Mildenberger, the European champion, was stiff, stubborn and awkward, his style causing Ali some problems in the early rounds. Ali eventually won when the referee stopped a one-sided bout in the 12th.
The referee happened to be Teddy Waltham, the then general secretary of The British Boxing Board of Control who held a ref’s licence and was renowned for his strict interpretation of the Queensberry rules.
Early in the bout he stepped between them and snapped: "Ali, close your glove!"
"Which one, Mr Waltham?" Ali cheekily queried.
Waltham’s fee for handling the fight was $500. He was paid in cash but later discovered it had been "lifted" from his back pocket as he left the arena.
He and Ali were in the same flight back to London and when Ali learned of the incident he immediately sent one of his entourage with five 100 dollar bills to re-imburse him.

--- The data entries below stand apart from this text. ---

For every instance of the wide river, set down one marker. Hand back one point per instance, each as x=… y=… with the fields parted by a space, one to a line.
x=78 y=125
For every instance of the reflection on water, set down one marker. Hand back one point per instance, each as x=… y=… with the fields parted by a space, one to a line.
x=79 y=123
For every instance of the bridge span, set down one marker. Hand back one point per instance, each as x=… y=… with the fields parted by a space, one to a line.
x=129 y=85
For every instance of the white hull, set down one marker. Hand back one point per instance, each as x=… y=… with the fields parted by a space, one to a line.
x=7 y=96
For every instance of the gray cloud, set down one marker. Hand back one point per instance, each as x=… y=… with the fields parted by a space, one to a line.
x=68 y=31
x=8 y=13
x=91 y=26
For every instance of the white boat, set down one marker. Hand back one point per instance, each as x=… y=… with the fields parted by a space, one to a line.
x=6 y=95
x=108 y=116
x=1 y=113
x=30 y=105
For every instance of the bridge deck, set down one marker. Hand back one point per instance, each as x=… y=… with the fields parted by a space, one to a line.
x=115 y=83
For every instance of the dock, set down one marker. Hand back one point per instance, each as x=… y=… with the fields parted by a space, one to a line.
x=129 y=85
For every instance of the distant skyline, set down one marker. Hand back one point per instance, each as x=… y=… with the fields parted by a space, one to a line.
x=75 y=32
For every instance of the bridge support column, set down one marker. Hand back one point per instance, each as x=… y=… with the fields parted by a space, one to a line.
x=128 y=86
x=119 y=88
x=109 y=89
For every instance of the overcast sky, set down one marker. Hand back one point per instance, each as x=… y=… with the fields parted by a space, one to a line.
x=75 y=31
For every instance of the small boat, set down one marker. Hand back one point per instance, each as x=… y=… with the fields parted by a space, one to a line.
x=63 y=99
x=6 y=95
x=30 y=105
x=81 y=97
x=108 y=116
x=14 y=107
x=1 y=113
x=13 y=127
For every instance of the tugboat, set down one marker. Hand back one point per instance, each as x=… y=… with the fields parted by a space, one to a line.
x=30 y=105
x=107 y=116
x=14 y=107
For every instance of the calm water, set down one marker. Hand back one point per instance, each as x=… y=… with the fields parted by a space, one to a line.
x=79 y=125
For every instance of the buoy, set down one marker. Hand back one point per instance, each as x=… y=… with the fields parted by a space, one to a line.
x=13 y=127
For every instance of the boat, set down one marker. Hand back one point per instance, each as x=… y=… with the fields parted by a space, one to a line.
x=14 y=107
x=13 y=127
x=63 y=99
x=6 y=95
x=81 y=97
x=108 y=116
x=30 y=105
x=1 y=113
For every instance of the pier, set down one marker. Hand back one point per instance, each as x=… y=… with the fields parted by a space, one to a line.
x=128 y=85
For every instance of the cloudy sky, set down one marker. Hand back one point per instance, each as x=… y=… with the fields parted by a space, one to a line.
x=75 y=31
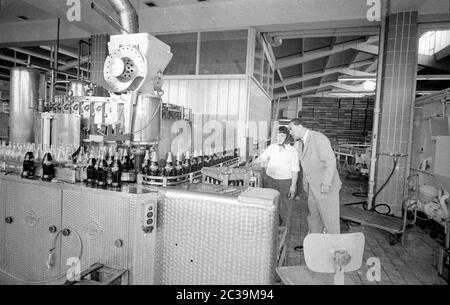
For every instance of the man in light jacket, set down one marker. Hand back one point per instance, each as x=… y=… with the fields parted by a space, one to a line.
x=320 y=178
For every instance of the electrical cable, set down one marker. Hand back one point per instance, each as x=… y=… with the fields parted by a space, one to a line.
x=151 y=119
x=49 y=261
x=374 y=207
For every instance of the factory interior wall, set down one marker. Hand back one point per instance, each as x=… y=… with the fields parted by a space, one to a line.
x=259 y=115
x=214 y=101
x=341 y=120
x=398 y=87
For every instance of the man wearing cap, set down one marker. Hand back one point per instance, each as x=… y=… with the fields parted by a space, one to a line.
x=320 y=178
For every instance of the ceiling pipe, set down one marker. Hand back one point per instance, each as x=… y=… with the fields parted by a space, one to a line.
x=127 y=14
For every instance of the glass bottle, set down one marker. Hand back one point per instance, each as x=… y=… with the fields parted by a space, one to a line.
x=200 y=160
x=215 y=157
x=145 y=170
x=102 y=170
x=179 y=165
x=116 y=172
x=194 y=162
x=90 y=170
x=169 y=169
x=48 y=169
x=206 y=160
x=154 y=166
x=187 y=163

Not only was Ali generous with his money, but with his time, too.
When he fought Lewis in Dublin, stopping his one-time spar-mate in 11 rounds, a few of we British scribes flew over hoping to interview him a few days before the fight, but our plane was delayed. Arriving at the hotel we discovered he had gone to bed, flu stricken and was being attended in his room by a doctor.
We found his trainer Angelo Dundee in the hotel lobby and he was was apologetic. "Afraid you’ve missed him fellahs," he said.

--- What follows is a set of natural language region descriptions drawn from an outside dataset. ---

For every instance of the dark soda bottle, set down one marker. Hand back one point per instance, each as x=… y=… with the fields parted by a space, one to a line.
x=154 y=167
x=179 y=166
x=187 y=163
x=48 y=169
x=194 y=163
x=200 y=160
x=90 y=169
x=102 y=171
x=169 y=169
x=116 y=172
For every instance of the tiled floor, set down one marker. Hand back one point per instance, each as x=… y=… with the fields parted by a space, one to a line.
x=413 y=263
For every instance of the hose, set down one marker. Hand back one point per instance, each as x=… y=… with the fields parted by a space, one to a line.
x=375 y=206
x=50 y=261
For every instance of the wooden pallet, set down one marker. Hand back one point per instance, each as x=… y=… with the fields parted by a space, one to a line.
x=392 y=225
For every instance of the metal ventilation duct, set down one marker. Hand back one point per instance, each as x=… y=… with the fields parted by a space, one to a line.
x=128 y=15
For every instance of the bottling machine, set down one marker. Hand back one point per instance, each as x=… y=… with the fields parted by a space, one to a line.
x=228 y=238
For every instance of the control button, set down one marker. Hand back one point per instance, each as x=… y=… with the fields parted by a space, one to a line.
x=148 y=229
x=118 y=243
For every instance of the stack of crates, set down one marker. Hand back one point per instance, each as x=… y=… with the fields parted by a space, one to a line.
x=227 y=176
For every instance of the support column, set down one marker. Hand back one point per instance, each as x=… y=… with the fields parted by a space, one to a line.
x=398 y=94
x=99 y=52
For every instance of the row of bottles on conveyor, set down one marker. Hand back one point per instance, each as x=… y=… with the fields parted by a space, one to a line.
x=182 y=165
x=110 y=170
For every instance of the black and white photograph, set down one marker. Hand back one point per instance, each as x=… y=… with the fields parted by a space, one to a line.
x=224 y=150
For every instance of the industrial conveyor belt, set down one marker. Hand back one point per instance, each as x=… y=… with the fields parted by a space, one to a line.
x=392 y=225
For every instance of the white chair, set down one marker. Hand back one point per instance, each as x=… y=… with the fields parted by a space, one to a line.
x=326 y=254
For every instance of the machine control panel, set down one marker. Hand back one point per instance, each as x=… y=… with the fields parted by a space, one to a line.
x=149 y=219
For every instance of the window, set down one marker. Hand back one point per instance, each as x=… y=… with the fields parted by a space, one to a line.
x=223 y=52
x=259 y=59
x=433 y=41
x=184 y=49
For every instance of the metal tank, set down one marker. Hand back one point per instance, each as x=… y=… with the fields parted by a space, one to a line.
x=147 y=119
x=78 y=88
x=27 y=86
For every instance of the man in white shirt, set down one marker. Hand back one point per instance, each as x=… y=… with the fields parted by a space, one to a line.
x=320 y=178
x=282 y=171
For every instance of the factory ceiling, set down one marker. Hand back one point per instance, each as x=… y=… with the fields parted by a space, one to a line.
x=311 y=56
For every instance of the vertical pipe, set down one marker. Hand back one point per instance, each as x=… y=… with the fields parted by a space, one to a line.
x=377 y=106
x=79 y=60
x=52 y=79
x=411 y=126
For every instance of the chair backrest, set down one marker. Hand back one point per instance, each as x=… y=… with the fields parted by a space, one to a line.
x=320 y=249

We explained to him our disappointment and that all we needed was to talk to Ali for 10 minutes. "No chance," came the reply. "He never talks to anyone for less than an hour."
He phoned Ali’s room and winked. "Hey guys, the champ says to go on up."
We found Ali stretched out in bed with his brother Rahman, being given flu jabs. We emerged two-and-a-half hours later, notebooks bulging.
We could have filled them several times over with the quotes he gave us. He even produced his cheque stubs and flicked through them to show us how much of his money his then missus Belinda was spending.
No wonder we called him the heavyweight champion of the word.
Being a sportswriter around Ali was never less than bliss. He is sorely missed.
Today’s over-protected footballers- and sadly now even some fighters - please note.